第335話初音と後輩の口論
「で、何?本当ならそーくん以外の人間、ましてや女なんかに使ってる時間なんてないんだけど」
実際男の方が問題だけど・・・そーくんを差し置いて他の男となんて一緒にいたらそれこそ浮気だし。天銀はなんか異性って感じしないからたまに接しちゃうけど・・・なんでだろ。
「まあまあ、落ち着きましょうよ〜」
大体、この女のせいで後一歩だったところが邪魔されたんだし。
「落ち着いてなかったらナイフで刺してるから」
「あははっ、怖〜い」
この態度もムカつく。最初は彩音に似てるぐらいでそーくんに話しかけた罪で何かしらしようとは思ってたけど彩音より別の意味で嫌な奴。
「わざわざ2人きりの時間を作ったのは白雪先輩にお願いがあるからなんですよ〜」
「・・・私に?」
何をお願いされてもこんな奴の言うことなんて聞くわけないのに。
「で、お願いって?」
「ん〜、単的に言うと〜・・・恋愛ごっこなんてやめて先輩と別れてくださ────」
私はこの女の左肩を押さえて左手に隠し持っていたスタンガンでこの女の首元を狙った。するとこの女は履いていたスカートの右ポケットから小さい板を取り出した。そしてそれを、私のスタンガンに押し当てた。
「これ絶縁体なんですよ〜、やっぱりか弱い可憐な女の子には常に身を守るための道具が必要ですよね〜」
「絶縁体・・・常に持ち歩いてるなんて、頭おかしいんじゃないの?」
「それを言うなら本気でスタンガンを押し当てようとしてくる先輩の方がおかしいですよ〜・・・ちょっと見くびってました」
そう言ってこの女は私の左手を払ってスタンガンを落とさせた。
「このっ───」
「まあまあ、今時こんな肉弾戦、それも女の子がするようなことじゃないですって」
この女はその態度が余計に痛めつけたくなるような態度だって気づいてないのかな。
「・・・とにかく、そーくんと別れるなんて論外だから」
「ん〜、困ったなぁ〜、せっかくまた会えたのにな〜」
しばらく考えるポーズを取って、口を開いた。
「だってあんな好素材なかなかいないと思いませんか?」
「そうだね、だからこそそーくんは私のだから」
そーくんを素材扱いするなんて・・・目まで節穴。素材なんて範囲で留めてる時点で全くそーくんの崇高さがわかってない。
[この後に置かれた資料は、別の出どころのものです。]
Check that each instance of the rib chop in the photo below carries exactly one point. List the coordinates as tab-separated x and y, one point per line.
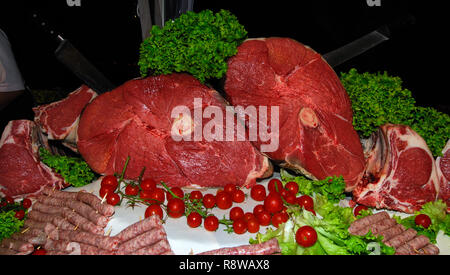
21	171
401	172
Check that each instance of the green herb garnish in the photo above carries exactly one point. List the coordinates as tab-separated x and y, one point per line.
196	43
75	171
378	98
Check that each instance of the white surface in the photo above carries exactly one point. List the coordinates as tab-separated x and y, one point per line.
185	240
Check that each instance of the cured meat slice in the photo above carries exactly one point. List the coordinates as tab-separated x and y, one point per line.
443	170
316	135
143	240
140	119
59	120
21	171
401	172
360	224
266	248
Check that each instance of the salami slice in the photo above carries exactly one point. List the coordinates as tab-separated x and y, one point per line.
266	248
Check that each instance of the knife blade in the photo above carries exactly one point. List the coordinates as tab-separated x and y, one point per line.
75	61
357	47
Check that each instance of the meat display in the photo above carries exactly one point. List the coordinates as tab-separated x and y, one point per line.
21	172
443	170
59	120
405	242
316	135
401	172
136	120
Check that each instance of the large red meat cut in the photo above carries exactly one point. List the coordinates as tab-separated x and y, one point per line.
135	120
21	171
316	135
59	120
443	169
401	172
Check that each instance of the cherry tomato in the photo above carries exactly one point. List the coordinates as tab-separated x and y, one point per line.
20	214
148	185
177	191
248	216
26	203
40	251
132	190
279	218
306	236
195	195
104	190
157	196
194	220
275	185
358	209
258	192
154	209
258	209
111	181
145	195
211	223
238	196
273	202
252	225
290	198
306	202
284	193
423	220
223	200
236	213
292	187
209	200
263	218
239	226
112	198
175	208
230	188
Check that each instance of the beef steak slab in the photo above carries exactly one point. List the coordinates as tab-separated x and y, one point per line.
401	172
135	120
316	135
21	171
443	169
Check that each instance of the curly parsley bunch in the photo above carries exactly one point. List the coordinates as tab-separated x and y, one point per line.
196	43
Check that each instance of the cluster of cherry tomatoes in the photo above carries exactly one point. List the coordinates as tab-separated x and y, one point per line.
7	203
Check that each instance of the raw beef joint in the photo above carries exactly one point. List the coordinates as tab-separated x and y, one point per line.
443	169
401	172
137	120
316	135
59	120
21	171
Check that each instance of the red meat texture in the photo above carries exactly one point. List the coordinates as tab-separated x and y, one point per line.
135	120
316	135
401	172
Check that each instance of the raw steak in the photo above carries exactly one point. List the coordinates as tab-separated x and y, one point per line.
316	135
59	120
21	172
136	120
401	172
443	170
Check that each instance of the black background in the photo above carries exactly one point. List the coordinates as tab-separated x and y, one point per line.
108	34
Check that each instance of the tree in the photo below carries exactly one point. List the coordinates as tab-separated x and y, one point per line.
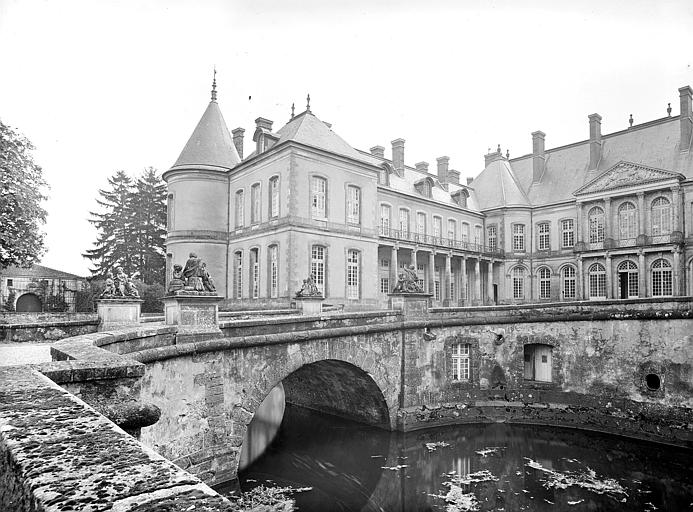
21	193
131	227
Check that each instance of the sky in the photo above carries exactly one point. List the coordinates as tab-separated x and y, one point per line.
100	86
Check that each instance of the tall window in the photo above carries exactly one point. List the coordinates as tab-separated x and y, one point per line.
627	279
661	216
353	205
543	236
274	197
567	233
452	229
460	361
317	266
240	209
661	278
385	219
465	232
421	223
597	279
437	227
352	274
626	221
518	283
568	281
596	222
238	274
545	283
274	271
255	203
404	222
318	187
492	237
518	237
254	273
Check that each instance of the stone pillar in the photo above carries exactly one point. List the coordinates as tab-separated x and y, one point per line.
609	277
463	282
642	274
448	275
489	285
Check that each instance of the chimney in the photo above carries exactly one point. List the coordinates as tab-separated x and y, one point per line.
443	162
238	140
686	117
398	156
378	151
595	140
422	166
538	157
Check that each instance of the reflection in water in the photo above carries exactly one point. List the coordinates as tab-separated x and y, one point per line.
344	463
263	427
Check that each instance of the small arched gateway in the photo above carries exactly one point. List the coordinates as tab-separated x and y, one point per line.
29	303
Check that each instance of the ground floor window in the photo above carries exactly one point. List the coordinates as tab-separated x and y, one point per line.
460	361
538	362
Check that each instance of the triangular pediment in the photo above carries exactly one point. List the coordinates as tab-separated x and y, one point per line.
626	174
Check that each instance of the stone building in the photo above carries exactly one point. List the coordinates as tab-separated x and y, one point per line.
599	218
39	288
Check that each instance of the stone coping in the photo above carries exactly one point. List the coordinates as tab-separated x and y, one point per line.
57	453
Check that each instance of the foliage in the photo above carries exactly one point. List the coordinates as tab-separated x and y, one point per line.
9	303
131	227
21	193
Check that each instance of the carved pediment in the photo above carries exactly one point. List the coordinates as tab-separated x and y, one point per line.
626	174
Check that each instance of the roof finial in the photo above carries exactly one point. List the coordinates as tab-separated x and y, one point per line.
214	85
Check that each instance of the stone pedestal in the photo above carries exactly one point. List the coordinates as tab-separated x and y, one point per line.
117	313
411	304
195	313
310	304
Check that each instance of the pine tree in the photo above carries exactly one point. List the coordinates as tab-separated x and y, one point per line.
148	210
115	244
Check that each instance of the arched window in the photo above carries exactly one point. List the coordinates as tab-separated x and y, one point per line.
661	216
597	279
596	222
627	221
627	279
518	283
318	188
544	283
568	282
661	278
318	266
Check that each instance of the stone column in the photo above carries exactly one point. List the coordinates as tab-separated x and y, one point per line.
489	285
463	282
609	278
446	281
642	274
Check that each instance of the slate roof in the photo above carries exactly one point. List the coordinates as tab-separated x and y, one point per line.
38	272
210	145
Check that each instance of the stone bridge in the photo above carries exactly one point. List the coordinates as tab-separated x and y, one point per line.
621	367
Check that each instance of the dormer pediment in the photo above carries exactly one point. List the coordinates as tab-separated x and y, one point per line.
625	175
あの女ですらそーくんの凄さには気づいてたのに。それすらわからないなんて、女やめるどころか人間じゃないのかな。
「最王子先輩って普段は割とちょっとだけ強気・・・ではないにしろ口調だけはちょっと強気な感じじゃないですか〜」
「・・・・・・」
「でも多分ちょっと崩したらすぐに崩れちゃう、トランプタワーと同じです」
・・・こいつの言ってることはよくわかる。でも、そーくんが強気な感じを出してるのはあくまでも自分の身を守るため、まあそう言うところも可愛いんだけど・・・❤︎この女はやっぱり全然わかってない。
「それいでいて性格は基本的には真面目で誠実・・・でもだからこそちょっとイジワルした時には多分ローリスクハイリターンになって帰ってくる・・・あぁ、白雪先輩はそんな先輩のことを虐めて今まで楽しかったんだろうなぁ・・・」
「・・・私はそーくんのこと虐めてなんてないけど?」
さっきからこいつの言い草がだんだん不愉快になってきた。・・・刃物も持ってきたらよかった。
「・・・虐めてない?・・・あれで?」
「うん、私とそーくんは相思相愛────」
「私実は中学生の時2年間ぐらい先輩のことストーカーしてたんです」
「・・・は?」
何言ってるのこいつ、もしそれが事実なら本当に殺すけど。
「いませんよ、あんな人間味溢れてる人間なんて」
吐き捨てるように言った。
「人間味溢れてる人間?」
「もし先輩が恋愛に興味持った時は私がその対象になろうと思ってたのに・・・先輩が恋愛に興味なさそうだったから我慢してたのに・・・」
「だからさっきから何言って───」
「先輩なんでこんな女選んだんだろ・・・」
そう言って彼女はどこかに去っていた。誰になんと言われようと、私のそーくんに対する愛は本物。それは絶対に変わらない事実。